A State-Vector Framework for Dataset Effects

Esmat Sahak,Zining Zhu,Frank Rudzicz
2023-10-17
Abstract:The impressive success of recent deep neural network (DNN)-based systems is significantly influenced by the high-quality datasets used in training. However, the effects of the datasets, especially how they interact with each other, remain underexplored. We propose a state-vector framework to enable rigorous studies in this direction. This framework uses idealized probing test results as the bases of a vector space. This framework allows us to quantify the effects of both standalone and interacting datasets. We show that the significant effects of some commonly-used language understanding datasets are characteristic and are concentrated on a few linguistic dimensions. Additionally, we observe some ``spill-over'' effects: the datasets could impact the models along dimensions that may seem unrelated to the intended tasks. Our state-vector framework paves the way for a systematic understanding of the dataset effects, a crucial component in responsible and robust model development.
Computation and Language,Artificial Intelligence,Machine Learning
What problem does this paper attempt to address?
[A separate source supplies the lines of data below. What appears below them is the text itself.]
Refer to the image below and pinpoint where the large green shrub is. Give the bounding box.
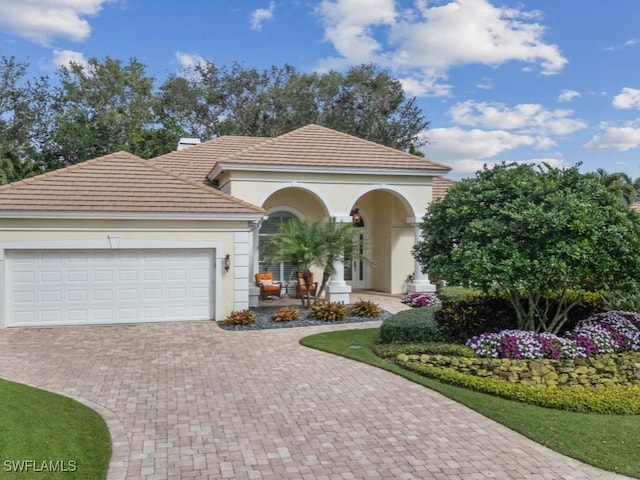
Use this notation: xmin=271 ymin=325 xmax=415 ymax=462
xmin=436 ymin=287 xmax=603 ymax=343
xmin=602 ymin=290 xmax=640 ymax=312
xmin=380 ymin=305 xmax=446 ymax=343
xmin=414 ymin=163 xmax=640 ymax=333
xmin=435 ymin=294 xmax=518 ymax=343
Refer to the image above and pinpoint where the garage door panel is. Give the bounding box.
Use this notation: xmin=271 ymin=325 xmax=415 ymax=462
xmin=6 ymin=250 xmax=214 ymax=326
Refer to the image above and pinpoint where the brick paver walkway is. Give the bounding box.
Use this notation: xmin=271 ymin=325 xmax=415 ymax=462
xmin=0 ymin=294 xmax=625 ymax=480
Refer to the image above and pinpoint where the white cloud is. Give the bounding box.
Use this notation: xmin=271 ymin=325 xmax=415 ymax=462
xmin=176 ymin=51 xmax=206 ymax=69
xmin=584 ymin=124 xmax=640 ymax=152
xmin=450 ymin=100 xmax=586 ymax=135
xmin=558 ymin=90 xmax=581 ymax=103
xmin=613 ymin=88 xmax=640 ymax=110
xmin=53 ymin=50 xmax=87 ymax=67
xmin=251 ymin=2 xmax=276 ymax=31
xmin=476 ymin=77 xmax=493 ymax=90
xmin=422 ymin=127 xmax=562 ymax=178
xmin=0 ymin=0 xmax=114 ymax=45
xmin=317 ymin=0 xmax=567 ymax=96
xmin=605 ymin=38 xmax=640 ymax=52
xmin=425 ymin=127 xmax=537 ymax=162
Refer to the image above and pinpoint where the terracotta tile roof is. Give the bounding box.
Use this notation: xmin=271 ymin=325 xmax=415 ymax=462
xmin=149 ymin=136 xmax=267 ymax=182
xmin=433 ymin=177 xmax=456 ymax=200
xmin=0 ymin=152 xmax=264 ymax=214
xmin=212 ymin=124 xmax=451 ymax=173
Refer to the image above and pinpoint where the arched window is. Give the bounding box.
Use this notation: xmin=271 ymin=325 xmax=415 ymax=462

This paper mainly discusses the influence of datasets in the training of deep neural network (DNN) models and proposes a state vector framework to quantify the effects of individual datasets and their interactions. The study points out the crucial importance of high-quality datasets for the success of DNNs, but the interactions between datasets have not been fully explored. The proposed state vector framework utilizes idealized probe test results as the basis for the vector space to measure the effects of separate or interacting datasets. The authors found that the effectiveness of commonly used language understanding datasets exhibits characteristic patterns concentrated on a few language dimensions, while also observing an "overflow" effect where datasets may affect the models in dimensions seemingly unrelated to their original tasks. They also observed specific and significant interaction effects when combining multiple datasets. The paper emphasizes the importance of systematically understanding the influence of datasets, which is a key component for responsible and robust model development. The authors evaluated the effects of datasets through probe analysis, considering not only difficulty scores but also multidimensional impacts. Their proposed state vector framework allows for statistical testing, providing a rigorous approach to explaining how datasets affect models. In the experimental section, the authors conducted multi-task fine-tuning using BERT and RoBERTa models, and utilized the SentEval toolkit for probe testing to quantify the individual and interaction effects of different datasets. The results showed that dataset effects depend on model selection, dataset composition, and task types. Additionally, unexpected "overflow" effects were observed between semantic and syntactic dimensions for certain datasets. In conclusion, this paper proposes a novel approach to systematically study the influence of datasets on deep learning models, providing valuable insights for understanding and optimizing data usage in the model training process.